Cool stuff Alex - looking forward to seeing where you go with it!!! :)
- alexgarden
  Thanks! We submitted a formal comment to NIST's 'Accelerating the Adoption of Software and AI Agent Identity and Authorization' concept paper on Feb 14. It maps AAP/AIP to all four NIST focus areas (agent identification, authorization via OAuth extensions, access delegation, and action logging/transparency). The comment period is open until April 2 — the concept paper is worth reading if you're in this space: https://www.nccoe.nist.gov/projects/software-and-ai-agent-id...
drivebyhooting
> What these protocols do not do: Guarantee that agents behave as declared
That seems like a pretty critical flaw in this approach does it not?
- alexgarden
  Fair comment.
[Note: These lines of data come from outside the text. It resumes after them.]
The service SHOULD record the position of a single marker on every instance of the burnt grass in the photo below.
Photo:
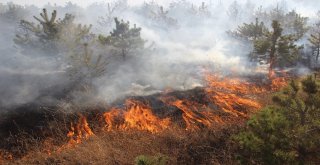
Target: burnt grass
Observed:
(34, 134)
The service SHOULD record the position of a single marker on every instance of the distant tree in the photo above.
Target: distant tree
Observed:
(124, 40)
(314, 40)
(49, 33)
(85, 65)
(278, 49)
(287, 133)
(250, 32)
(113, 9)
(295, 24)
(234, 11)
(12, 12)
(158, 15)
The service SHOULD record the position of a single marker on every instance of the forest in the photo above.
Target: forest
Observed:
(156, 83)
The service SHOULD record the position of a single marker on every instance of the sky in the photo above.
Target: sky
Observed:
(303, 6)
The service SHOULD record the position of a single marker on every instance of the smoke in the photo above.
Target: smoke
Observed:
(190, 41)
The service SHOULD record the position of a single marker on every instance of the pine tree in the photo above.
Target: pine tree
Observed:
(123, 39)
(250, 32)
(51, 35)
(288, 132)
(314, 40)
(278, 49)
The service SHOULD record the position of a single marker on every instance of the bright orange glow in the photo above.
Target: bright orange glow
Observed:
(79, 131)
(136, 116)
(230, 94)
(224, 99)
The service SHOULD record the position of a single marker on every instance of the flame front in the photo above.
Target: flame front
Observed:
(79, 131)
(232, 94)
(224, 100)
(136, 116)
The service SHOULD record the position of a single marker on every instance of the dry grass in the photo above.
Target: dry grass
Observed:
(122, 147)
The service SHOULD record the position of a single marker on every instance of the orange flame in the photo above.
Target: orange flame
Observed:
(79, 131)
(138, 116)
(230, 94)
(194, 115)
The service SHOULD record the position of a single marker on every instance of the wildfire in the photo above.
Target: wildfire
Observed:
(231, 94)
(135, 116)
(223, 98)
(194, 114)
(278, 82)
(79, 131)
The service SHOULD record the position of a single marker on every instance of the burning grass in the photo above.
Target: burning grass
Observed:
(160, 123)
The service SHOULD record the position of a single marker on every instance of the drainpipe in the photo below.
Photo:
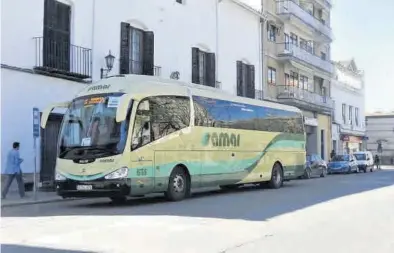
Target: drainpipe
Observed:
(93, 35)
(262, 51)
(261, 57)
(217, 40)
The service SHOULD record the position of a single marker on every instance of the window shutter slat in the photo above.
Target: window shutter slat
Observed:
(50, 34)
(244, 79)
(149, 52)
(251, 82)
(239, 78)
(195, 65)
(124, 62)
(210, 70)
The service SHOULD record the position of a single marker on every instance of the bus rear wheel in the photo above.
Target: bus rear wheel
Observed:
(276, 177)
(178, 185)
(118, 200)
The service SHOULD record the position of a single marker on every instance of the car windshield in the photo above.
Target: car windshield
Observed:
(90, 129)
(341, 158)
(361, 157)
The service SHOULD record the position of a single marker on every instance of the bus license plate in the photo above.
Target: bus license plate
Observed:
(84, 187)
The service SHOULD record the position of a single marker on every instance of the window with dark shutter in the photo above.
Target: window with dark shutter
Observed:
(195, 65)
(56, 41)
(210, 70)
(251, 89)
(245, 80)
(124, 48)
(239, 79)
(149, 50)
(136, 51)
(203, 67)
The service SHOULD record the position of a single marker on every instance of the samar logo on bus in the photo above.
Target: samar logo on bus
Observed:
(221, 140)
(99, 87)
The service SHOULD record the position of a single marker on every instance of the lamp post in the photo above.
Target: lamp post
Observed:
(109, 62)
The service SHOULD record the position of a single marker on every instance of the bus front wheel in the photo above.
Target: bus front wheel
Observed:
(276, 177)
(178, 185)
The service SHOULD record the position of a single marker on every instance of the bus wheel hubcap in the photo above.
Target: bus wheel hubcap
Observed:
(277, 176)
(179, 183)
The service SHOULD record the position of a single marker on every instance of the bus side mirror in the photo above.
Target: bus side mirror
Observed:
(48, 110)
(122, 108)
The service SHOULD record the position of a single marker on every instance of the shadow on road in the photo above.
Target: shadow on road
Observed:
(13, 248)
(252, 204)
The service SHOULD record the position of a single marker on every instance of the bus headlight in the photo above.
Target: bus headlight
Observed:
(120, 173)
(59, 177)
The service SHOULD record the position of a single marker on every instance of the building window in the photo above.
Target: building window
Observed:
(287, 79)
(293, 79)
(271, 32)
(287, 41)
(136, 51)
(271, 76)
(245, 80)
(294, 39)
(344, 113)
(203, 67)
(303, 82)
(57, 33)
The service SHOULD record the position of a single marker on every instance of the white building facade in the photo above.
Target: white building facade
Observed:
(348, 92)
(380, 132)
(63, 49)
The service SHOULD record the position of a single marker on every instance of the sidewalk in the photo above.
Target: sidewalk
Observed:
(13, 198)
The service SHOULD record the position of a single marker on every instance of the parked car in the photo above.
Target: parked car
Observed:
(315, 166)
(364, 161)
(343, 164)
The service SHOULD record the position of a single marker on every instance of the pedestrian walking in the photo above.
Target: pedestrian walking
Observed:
(377, 162)
(333, 154)
(13, 170)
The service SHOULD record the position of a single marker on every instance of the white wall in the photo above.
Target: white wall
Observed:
(20, 92)
(238, 41)
(95, 24)
(342, 93)
(18, 28)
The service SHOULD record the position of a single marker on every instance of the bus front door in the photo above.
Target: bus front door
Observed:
(143, 174)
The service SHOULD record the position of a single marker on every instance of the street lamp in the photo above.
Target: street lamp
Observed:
(109, 62)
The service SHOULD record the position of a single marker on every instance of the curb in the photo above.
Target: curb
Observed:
(35, 202)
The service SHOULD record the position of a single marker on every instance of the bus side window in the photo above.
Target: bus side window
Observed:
(169, 114)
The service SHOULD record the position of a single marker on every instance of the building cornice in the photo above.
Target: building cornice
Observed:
(247, 7)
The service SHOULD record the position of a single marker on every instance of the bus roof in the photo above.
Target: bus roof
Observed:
(142, 85)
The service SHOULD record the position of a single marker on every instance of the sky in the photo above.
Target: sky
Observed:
(364, 30)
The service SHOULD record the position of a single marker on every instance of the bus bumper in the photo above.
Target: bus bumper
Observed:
(93, 189)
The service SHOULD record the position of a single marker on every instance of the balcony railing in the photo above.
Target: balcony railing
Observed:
(139, 68)
(302, 97)
(288, 7)
(352, 127)
(62, 58)
(290, 50)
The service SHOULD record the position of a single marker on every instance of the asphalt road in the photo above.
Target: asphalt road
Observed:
(342, 213)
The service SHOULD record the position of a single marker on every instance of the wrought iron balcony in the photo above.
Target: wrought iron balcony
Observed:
(62, 59)
(139, 68)
(288, 8)
(304, 99)
(289, 51)
(351, 127)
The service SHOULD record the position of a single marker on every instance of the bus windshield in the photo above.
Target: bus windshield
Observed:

Possibly, I'm being overly self-critical in that assertion.
  AAP/AIP are designed to work as a conscience sidecar to Antropic/OpenAI/Gemini. They do the thinking; we're not hooked into their internal process.
  So... at each thinking turn, an agent can think "I need to break the rules now" and we can't stop that. What we can do is see that, though in real time, check it against declared values and intended behavior, and inject a message into the runtime thinking stream:
  [BOUNDARY VIOLATION] - What you're about to do is in violation of <value>. Suggest <new action>.
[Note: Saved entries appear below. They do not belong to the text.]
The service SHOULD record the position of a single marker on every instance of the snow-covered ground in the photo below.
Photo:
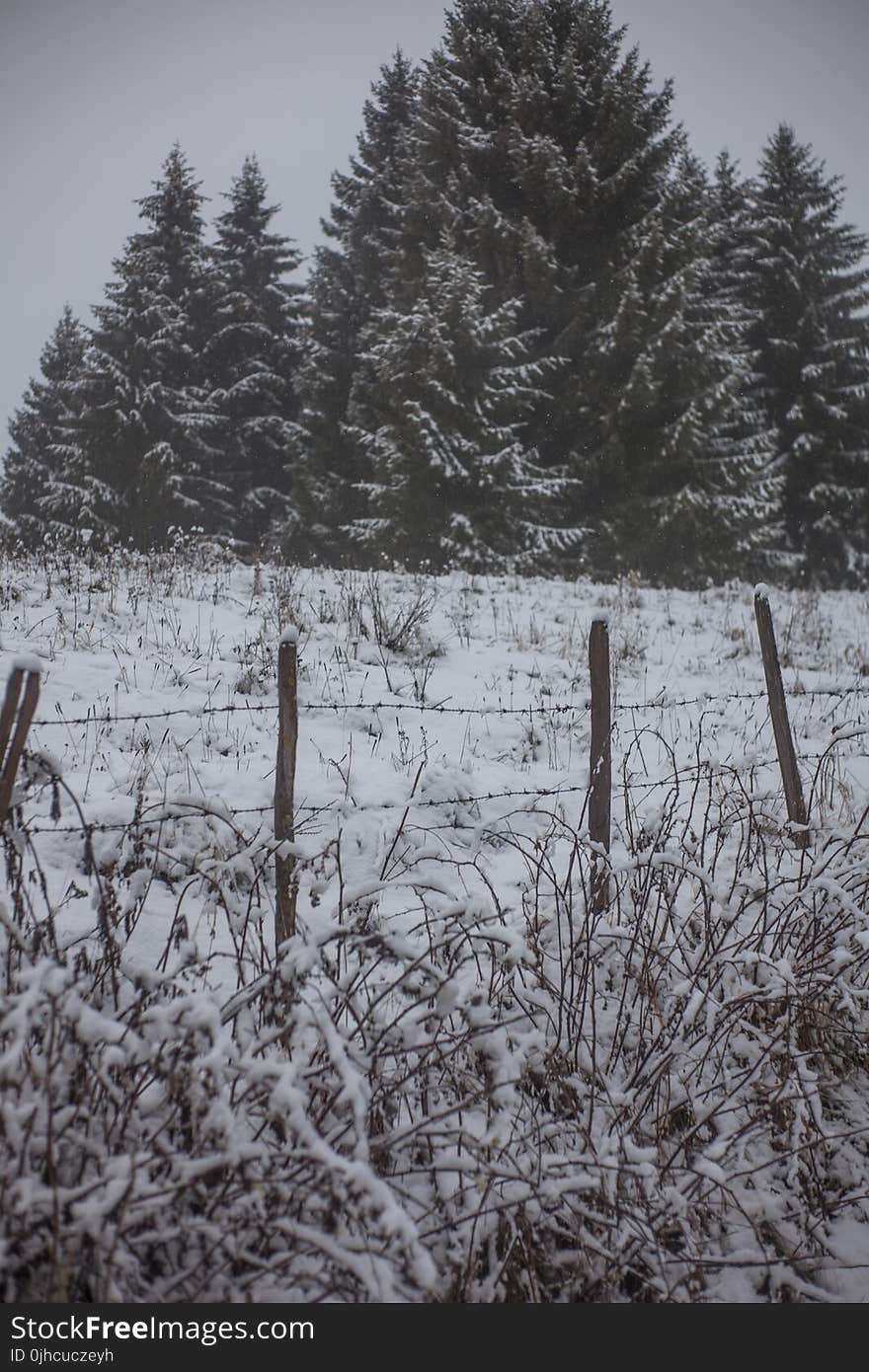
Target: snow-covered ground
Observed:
(690, 1058)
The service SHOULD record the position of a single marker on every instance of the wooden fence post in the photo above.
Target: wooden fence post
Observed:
(22, 726)
(284, 782)
(600, 759)
(778, 713)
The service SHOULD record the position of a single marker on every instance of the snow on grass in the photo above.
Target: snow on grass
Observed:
(457, 1082)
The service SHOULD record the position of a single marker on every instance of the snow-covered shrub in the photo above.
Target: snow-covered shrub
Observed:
(435, 1097)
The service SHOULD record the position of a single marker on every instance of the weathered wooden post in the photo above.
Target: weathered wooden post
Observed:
(778, 714)
(600, 759)
(25, 718)
(284, 782)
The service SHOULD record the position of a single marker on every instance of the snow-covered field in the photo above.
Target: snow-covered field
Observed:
(460, 1083)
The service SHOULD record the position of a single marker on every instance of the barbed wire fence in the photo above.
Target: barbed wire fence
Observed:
(467, 804)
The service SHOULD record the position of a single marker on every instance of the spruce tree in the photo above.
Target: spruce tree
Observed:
(41, 490)
(809, 288)
(147, 414)
(253, 355)
(675, 489)
(347, 285)
(438, 400)
(540, 144)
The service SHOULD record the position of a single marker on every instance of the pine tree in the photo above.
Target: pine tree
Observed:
(253, 355)
(146, 396)
(438, 401)
(347, 285)
(41, 488)
(809, 288)
(540, 146)
(677, 486)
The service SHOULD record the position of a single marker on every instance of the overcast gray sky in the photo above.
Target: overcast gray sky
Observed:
(94, 92)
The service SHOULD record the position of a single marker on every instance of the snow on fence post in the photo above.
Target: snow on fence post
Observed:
(600, 759)
(284, 782)
(32, 667)
(778, 713)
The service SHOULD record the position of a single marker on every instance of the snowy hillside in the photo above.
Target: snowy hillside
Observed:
(457, 1083)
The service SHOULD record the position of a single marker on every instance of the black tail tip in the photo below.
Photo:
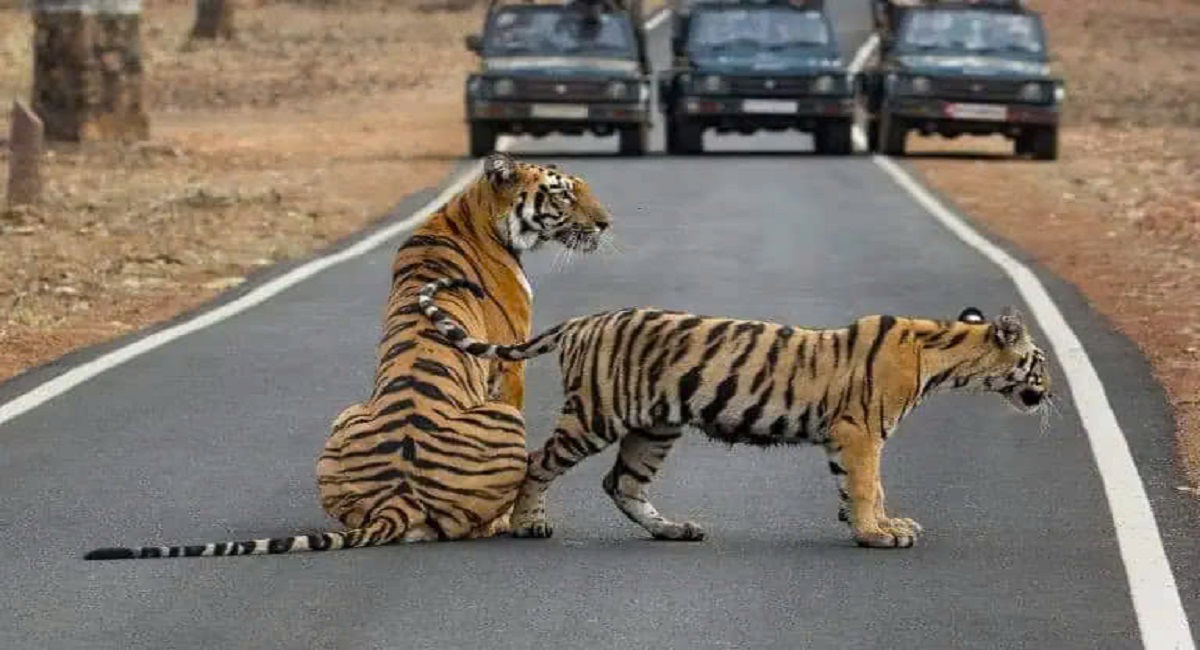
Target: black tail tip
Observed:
(111, 554)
  Our experience is that this is extremely effective in correcting agents back onto the right path, but it is NOT A GUARANTEE.
  Live trace feed from our journalist - will show you what I'm talking about:
  https://www.mnemom.ai/agents/smolt-a4c12709
root_axis
Presumably the models would at the very least need major fine tuning on this standard to prevent it from being mitigated through prompt injection.
- alexgarden
  Actually, not really... proofing against prompt injection (malicious and "well intentioned") was part of my goal here.
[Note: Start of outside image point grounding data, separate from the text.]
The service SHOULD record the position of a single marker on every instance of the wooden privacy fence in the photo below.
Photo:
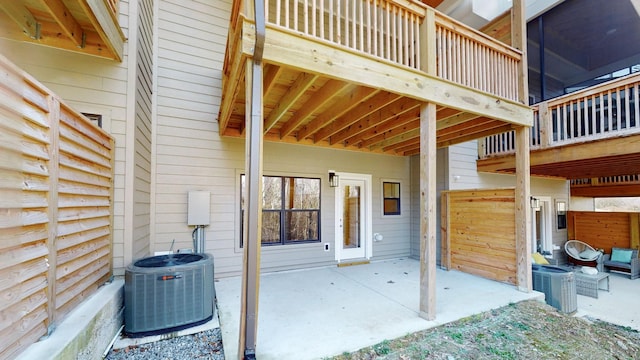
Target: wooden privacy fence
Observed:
(604, 230)
(478, 233)
(56, 186)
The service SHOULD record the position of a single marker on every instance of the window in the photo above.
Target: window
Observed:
(95, 118)
(290, 210)
(561, 214)
(391, 198)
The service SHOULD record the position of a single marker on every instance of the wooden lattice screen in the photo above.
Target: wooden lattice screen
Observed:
(478, 233)
(56, 198)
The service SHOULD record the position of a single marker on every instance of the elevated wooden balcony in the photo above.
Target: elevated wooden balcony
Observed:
(353, 74)
(86, 26)
(591, 136)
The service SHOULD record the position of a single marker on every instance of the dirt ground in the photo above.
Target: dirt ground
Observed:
(526, 330)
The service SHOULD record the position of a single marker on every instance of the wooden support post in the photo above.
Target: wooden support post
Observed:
(546, 130)
(634, 223)
(523, 210)
(253, 213)
(523, 171)
(52, 210)
(445, 225)
(428, 226)
(519, 41)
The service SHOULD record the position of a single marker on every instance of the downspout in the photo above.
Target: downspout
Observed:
(254, 154)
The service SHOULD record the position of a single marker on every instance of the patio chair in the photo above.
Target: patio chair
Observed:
(583, 252)
(623, 260)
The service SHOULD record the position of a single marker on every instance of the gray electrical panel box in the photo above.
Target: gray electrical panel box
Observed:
(199, 208)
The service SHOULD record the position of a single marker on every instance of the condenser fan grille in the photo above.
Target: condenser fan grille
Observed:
(168, 260)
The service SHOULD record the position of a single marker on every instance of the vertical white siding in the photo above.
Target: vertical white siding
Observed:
(189, 154)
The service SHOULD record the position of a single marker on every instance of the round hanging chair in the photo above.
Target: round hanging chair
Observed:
(581, 251)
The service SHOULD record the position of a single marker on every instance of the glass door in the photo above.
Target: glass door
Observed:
(350, 219)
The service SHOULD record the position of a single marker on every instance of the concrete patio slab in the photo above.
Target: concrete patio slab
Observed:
(315, 313)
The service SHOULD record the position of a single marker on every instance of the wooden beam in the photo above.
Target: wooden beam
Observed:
(271, 75)
(231, 86)
(455, 120)
(428, 200)
(634, 231)
(477, 135)
(627, 190)
(21, 15)
(523, 209)
(329, 91)
(342, 107)
(288, 49)
(65, 20)
(106, 24)
(295, 92)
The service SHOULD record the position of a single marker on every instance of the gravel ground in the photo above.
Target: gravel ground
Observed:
(203, 345)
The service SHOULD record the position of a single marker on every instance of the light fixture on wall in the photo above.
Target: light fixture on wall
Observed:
(535, 202)
(334, 180)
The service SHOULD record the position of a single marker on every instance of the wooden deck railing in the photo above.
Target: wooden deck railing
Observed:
(56, 202)
(399, 31)
(113, 5)
(386, 29)
(473, 59)
(607, 180)
(604, 111)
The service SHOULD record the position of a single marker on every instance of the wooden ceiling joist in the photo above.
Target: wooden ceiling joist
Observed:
(379, 131)
(302, 83)
(341, 107)
(66, 21)
(405, 124)
(330, 90)
(86, 26)
(364, 109)
(21, 16)
(384, 115)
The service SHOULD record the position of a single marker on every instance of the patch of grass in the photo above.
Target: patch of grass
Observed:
(383, 348)
(521, 326)
(502, 354)
(455, 336)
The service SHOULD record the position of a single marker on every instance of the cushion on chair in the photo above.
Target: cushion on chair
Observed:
(539, 259)
(589, 270)
(591, 254)
(623, 256)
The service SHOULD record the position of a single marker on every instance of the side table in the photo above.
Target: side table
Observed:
(589, 285)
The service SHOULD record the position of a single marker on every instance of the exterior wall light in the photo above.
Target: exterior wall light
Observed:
(535, 203)
(334, 180)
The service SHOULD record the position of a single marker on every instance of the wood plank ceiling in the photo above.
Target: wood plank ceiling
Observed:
(86, 26)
  What makes AAP/AIP so powerful is that prompt injection would succeed in causing the agent to attempt to do wrong, and then AIP would intervene with a [BOUNDARY VIOLATION] reminder in real-time. Next thinking block.
  As I said earlier, not a guarantee, but so far, in my experience, pretty damn robust. The only thing that would make it more secure (than real-time thinking block monitoring) would be integration inside the LLM provider's process, but that would be a nightmare to integrate and proprietary unless they could all agree on a standard that didn't compromise one of them. Seems improbable.
CuriouslyC
Did you dig into production grade policy engines at all?
- alexgarden
  Yes — and it's a deliberate architectural decision that AIP is not itself a policy engine.
  Policy engines (OPA/Rego, Cedar, Casbin) are excellent at "given this action, is it permitted?" That's a solved problem. What's not solved is "what is the agent considering doing, and does that align with what it committed to?"
  AIP operates one layer deeper — it reads the reasoning trace between turns and compares it to the Alignment Card. The output is a verdict (clear / review_needed / boundary_violation) with structured concerns. That verdict can feed into a policy engine as a signal. You could absolutely wire AIP → OPA and have OPA make the final enforcement decision based on the integrity checkpoint plus whatever other policy context you have.
  The Alignment Card itself is intentionally simpler than a full policy language — it's JSON with permitted actions, forbidden actions, escalation triggers, and values. That's a feature, not a limitation. It's what the agent commits to, not the full organizational policy tree. The organizational policy tree lives in your policy engine. The Alignment Card lives with the agent.
  So the short answer: we integrate with policy engines rather than replace them. AIP tells you what the agent is thinking. Your policy engine decides what to do about it.